Help Evaluating Complex Numbers

[VertexOperator]

Homework Statement

Evaluate:

Homework Equations

sin\frac{\pi }{7}.sin\frac{2\pi }{7}.sin\frac{3\pi }{7}

The Attempt at a Solution

Using z^{7}-1 got:
cos\frac{\pi }{7}.cos\frac{2\pi }{7}.cos\frac{3\pi }{7}=\frac{1}{8}

 

[micromass]

Seems correct!

 

[VertexOperator]

Seems correct!

But my solution is for the cosine product.

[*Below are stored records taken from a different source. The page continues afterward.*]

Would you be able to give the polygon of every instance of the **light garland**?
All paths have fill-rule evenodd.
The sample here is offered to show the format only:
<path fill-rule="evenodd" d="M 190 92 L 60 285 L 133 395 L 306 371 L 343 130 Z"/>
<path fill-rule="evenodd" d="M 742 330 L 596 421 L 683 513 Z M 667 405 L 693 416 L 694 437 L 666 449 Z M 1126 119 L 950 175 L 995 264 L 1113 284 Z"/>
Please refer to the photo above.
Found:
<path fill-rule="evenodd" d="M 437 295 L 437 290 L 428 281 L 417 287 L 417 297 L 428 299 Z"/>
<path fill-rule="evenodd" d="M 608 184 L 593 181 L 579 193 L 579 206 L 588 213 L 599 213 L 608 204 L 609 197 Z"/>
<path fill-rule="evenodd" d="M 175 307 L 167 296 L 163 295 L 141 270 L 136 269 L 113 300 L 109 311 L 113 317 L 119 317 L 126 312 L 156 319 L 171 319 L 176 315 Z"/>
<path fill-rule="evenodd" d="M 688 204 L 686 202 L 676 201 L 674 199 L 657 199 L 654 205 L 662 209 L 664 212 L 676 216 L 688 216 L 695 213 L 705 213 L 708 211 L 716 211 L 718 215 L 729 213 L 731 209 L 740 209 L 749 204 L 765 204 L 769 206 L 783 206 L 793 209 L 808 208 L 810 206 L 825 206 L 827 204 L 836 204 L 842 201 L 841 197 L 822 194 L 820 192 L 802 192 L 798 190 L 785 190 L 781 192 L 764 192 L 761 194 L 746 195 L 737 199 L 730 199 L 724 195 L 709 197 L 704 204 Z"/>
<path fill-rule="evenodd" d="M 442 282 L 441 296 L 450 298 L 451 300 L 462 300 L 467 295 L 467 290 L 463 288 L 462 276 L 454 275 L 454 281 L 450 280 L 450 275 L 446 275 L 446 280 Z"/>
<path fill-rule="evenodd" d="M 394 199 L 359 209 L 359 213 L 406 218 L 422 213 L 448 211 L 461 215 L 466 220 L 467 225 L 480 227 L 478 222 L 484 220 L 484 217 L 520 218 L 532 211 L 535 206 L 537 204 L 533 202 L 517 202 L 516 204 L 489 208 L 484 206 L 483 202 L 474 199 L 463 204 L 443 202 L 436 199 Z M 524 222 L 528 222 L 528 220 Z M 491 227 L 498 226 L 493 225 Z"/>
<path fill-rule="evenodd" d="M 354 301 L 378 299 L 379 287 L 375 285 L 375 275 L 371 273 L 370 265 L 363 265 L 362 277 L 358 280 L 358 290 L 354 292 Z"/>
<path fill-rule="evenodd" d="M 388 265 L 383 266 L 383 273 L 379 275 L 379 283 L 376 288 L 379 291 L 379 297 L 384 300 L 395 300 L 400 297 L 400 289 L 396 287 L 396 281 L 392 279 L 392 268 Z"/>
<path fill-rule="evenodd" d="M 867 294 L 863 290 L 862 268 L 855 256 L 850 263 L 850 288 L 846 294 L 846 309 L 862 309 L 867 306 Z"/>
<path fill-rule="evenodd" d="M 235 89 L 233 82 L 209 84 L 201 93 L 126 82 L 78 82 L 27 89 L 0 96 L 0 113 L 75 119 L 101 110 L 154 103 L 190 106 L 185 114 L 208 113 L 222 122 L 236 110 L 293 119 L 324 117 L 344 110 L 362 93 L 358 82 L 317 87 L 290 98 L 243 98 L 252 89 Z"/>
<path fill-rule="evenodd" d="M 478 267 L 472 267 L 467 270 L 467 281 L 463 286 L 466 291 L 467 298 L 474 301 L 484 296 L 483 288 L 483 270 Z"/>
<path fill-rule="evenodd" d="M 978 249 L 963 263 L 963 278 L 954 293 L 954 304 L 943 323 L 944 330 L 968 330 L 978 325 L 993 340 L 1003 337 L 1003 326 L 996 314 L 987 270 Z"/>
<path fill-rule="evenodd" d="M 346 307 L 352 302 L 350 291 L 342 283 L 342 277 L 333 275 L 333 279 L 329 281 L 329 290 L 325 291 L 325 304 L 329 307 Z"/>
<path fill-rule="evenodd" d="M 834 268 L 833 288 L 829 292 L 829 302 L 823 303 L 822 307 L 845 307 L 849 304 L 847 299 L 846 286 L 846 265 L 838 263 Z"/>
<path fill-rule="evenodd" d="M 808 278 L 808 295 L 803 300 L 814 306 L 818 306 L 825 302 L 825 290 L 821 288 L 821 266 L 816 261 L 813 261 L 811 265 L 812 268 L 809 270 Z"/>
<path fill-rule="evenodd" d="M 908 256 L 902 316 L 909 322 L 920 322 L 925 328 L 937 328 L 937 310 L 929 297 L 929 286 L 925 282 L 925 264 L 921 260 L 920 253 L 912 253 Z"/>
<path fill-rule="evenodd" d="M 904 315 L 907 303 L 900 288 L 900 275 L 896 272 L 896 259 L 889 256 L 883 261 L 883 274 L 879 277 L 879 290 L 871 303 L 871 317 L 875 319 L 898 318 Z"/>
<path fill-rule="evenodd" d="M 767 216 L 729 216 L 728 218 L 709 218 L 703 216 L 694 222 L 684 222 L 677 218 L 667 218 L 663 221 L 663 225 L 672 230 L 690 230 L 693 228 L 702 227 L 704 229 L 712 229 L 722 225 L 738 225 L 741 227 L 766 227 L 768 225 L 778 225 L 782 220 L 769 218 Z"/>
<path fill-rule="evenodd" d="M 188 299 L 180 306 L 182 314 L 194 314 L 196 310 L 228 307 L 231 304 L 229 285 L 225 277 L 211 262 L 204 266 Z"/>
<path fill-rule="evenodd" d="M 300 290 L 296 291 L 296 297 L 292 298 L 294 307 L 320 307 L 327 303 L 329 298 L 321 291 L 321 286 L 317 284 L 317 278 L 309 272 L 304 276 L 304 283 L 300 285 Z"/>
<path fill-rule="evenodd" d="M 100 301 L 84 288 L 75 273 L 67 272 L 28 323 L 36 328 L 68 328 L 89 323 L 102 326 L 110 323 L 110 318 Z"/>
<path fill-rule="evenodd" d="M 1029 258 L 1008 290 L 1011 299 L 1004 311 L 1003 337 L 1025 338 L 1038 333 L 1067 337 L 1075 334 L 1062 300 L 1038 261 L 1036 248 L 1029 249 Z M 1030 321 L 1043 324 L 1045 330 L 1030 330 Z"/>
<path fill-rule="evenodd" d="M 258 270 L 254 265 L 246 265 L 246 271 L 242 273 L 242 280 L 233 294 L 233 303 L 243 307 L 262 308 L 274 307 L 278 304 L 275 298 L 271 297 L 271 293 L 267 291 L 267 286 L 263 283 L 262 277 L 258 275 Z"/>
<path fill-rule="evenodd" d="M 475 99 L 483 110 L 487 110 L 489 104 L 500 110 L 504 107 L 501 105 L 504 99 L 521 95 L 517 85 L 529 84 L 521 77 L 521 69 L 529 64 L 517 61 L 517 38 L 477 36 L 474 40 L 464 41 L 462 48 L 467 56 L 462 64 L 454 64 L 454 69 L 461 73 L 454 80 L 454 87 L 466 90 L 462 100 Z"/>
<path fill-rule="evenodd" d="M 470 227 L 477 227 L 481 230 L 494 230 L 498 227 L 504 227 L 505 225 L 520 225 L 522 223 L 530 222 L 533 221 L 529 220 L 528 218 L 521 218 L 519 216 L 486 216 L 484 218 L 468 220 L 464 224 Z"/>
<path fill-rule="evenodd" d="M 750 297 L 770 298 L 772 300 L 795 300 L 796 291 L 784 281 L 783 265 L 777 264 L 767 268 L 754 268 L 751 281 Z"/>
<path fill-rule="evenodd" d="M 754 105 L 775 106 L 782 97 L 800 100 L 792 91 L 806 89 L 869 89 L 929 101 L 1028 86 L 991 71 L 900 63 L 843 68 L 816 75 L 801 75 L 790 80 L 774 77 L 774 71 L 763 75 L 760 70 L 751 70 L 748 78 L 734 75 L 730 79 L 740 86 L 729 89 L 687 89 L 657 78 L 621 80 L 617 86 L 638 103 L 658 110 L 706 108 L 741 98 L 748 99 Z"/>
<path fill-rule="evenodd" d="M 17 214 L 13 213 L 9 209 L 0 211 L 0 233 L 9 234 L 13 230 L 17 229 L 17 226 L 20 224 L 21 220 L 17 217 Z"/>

How can I find the solution to the question from what I got?

 

[micromass]

Can't you repeat much of the same proof? Where does it fail?

 

[VertexOperator]

The way I got: cos\frac{\pi }{7}.cos\frac{2\pi }{7}.cos\frac{3\pi }{7}=\frac{1}{8} is by solving the equation z^{7}-1=0
z=1,cis\pm\frac{2\pi }{7},cis\pm\frac{4\pi }{7},cis\pm\frac{6\pi }{7}
w+w^{-1}=cis\frac{2\pi }{7}+cis\frac{-2\pi }{7}=2cos\frac{2\pi }{7}
Similarly;
w^{2}+w^{-2}=-2cos\frac{3\pi }{7}
w^{3}+w^{-3}=-2cos\frac{\pi }{7}
(w+w^{-1})(w^{2}+w^{-2})(w^{3}+w^{-3})=
w^{6}+1+w^{2}+w^{3}+w^{4}+w^{5}+1+w=1
, since w^{6}+w^{5}+w^{4}+w^{3}+w^{2}+w+1=0 \therefore cos\frac{\pi }{7}.cos\frac{2\pi }{7}.cos\frac{3\pi }{7}=\frac{1}{8}
So I don't think I can do the same to get the produce for sine.

 

[micromass]

It might be easier to determine

\prod_{k=0}^6 \sin(k\pi/7)

Do this by expressing the sine as complex exponentials. Also try to make use of the following formula

\frac{z^7-1}{z-1}=\prod_{k=1}^6 (1- \zeta^k)

with \zeta = \cos(\pi/7) + i\sin(\pi/7). Let z go to 1.